Wiki Abdominoperineal Resection


Port Charlotte, FL
Best answers
I have a report attacted that I'm debating on the coding with. The physician performed a complete proctectomy without anastomosis and without pull through because the patient already had an ileostomy. I debating between 45110-52 mod or 45999 unlisted. What do others think?
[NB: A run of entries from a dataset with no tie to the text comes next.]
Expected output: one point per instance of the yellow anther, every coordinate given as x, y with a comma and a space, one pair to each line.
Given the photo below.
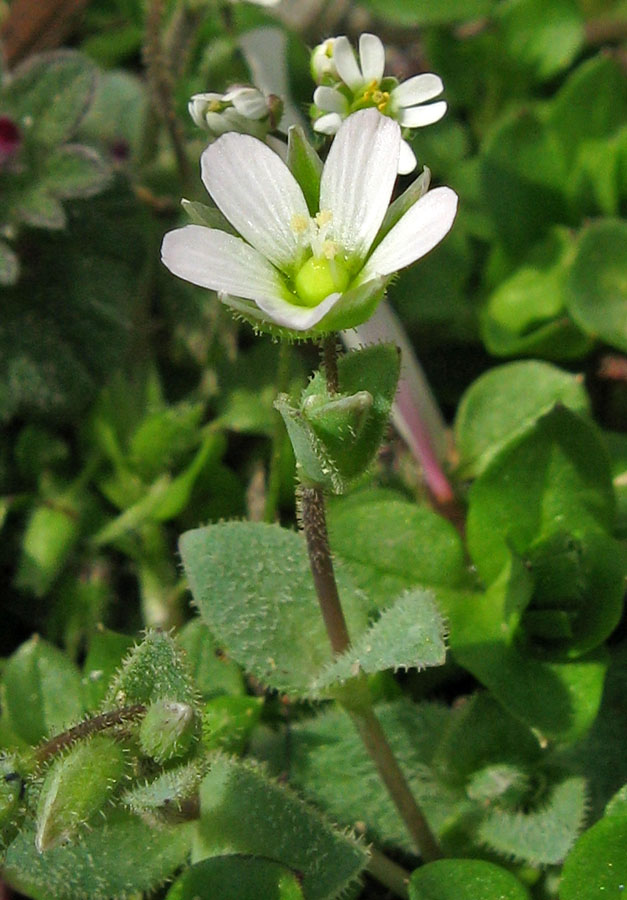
323, 217
299, 224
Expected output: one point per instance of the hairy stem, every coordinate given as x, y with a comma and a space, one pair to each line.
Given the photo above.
278, 438
160, 83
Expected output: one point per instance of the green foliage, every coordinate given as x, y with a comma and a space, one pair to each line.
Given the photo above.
465, 879
75, 788
336, 435
504, 402
115, 858
389, 544
262, 606
243, 811
597, 861
42, 691
242, 877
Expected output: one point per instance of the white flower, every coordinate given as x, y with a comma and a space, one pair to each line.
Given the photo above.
303, 273
361, 84
241, 108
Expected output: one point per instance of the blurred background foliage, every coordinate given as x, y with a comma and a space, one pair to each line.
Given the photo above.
134, 408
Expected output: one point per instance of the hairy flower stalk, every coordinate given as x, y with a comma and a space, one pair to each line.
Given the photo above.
296, 272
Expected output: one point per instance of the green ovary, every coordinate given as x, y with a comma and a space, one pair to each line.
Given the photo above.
319, 277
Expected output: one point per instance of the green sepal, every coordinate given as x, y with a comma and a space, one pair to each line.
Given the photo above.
167, 797
305, 165
336, 436
75, 788
167, 730
153, 670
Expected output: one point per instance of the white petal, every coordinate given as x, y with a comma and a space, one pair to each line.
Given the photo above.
329, 124
371, 57
418, 231
418, 89
330, 100
358, 179
346, 64
219, 261
257, 193
407, 161
419, 116
298, 318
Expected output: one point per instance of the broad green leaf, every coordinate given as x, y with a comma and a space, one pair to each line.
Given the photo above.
504, 402
305, 165
465, 879
555, 478
532, 297
596, 290
238, 878
524, 173
591, 105
544, 43
597, 864
115, 858
408, 634
213, 672
53, 90
75, 171
253, 587
560, 700
9, 265
243, 811
408, 13
153, 670
329, 762
542, 835
42, 691
389, 544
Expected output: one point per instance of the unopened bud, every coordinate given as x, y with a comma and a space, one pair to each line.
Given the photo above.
76, 786
167, 730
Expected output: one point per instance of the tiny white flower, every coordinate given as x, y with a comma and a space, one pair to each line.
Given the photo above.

The operation was begun by placing a laparoscope through a small trocar in
the umbilical region and then exploring the abdominal cavity. We then
placed 2 more trocars on the patients right side and found that there was a
fair amount of tumor load in the pelvis, rendering a laparoscopic approach
suboptimal. We therefore placed a midline incision and placed a Bookwalter
retractor. We then began our dissection by mobilizing the lateral line of
Toldt on the left side and mobilizing the sigmoid and descending colons. We
scored the mesentery on the medial aspect of the sigmoid colon and mobilized
the colon further. We then entered the presacral fascial plane and began
elevating the mesial rectum by blunt dissection in that plane. We
did so very carefully because of the extensive tumor load and the risk of
bleeding that could be encountered in that area. We then continued
dissection laterally as far as possible down to the lateral stalks of the
rectum and we incised the anterior leaf of the peritoneum and dissected the
plane between the bladder and the rectum as far down as possible through
that approach. Once we could no longer dissect any further down the pelvis
because of the we could no longer dissect any further down the pelvis
because of the extensive tumor involvement, we decided that we would
continue the operation from the perineum with the goal of performing a
palliative resection, since the patient had wide locally invasive cancer
with no evidence of metastatic disease and substantial pain from the disease
itself. I therefore placed a perineal incision midway between the anal
opening and the ischial bone on both sides and extended to an elliptical
incision. I carried the incision down to subcutaneous tissue and fat until
I reached the levator muscles. I then took the levator muscles
systematically with the Harmonic Scalpel until I was able to enter the
peritoneal cavity and communicate with my anterior dissection field. We
then continued circumferentially in a systematic manner using the Harmonic
scalpel and blunt dissection until we were able to completely mobilize the
rectum. In the process of doing so, the rectum and the sigmoid separated
and tore at the junction with the tumor, due to our traction and
counter-traction, and we sent the specimen in 2 portions. We then irrigated
the abdominal cavity and the perineum copiously with saline. We closed the
levator muscles with #2 Vicryl sutures in an interrupted manner. We closed
the subcutaneous tissue of the perineum with 2-0 Vicryl suture and then we
closed the skin with surgical staples, we placed a drain from the from above
and drained the pelvis. We irrigated the abdominal cavity copiously with
saline, and then we explored it one more time and found no evidence of
bleeding and no evidence of damage to the ureters, and no evidence of
metastatic disease. We closed the fascia with #2 Vicryl suture. Of note,
the patient had a previous diverting ostomy and therefore a colostomy did
not have to be performed. We had just initially transected the descending
colon past the ostomy at the beginning of the operation.
I would go w/45110-52 unless the carrier is known to automatically use 50% allowances on the -52. You can use the status ileostomy dx code as well as putting the info in the box 19 equivalent-space.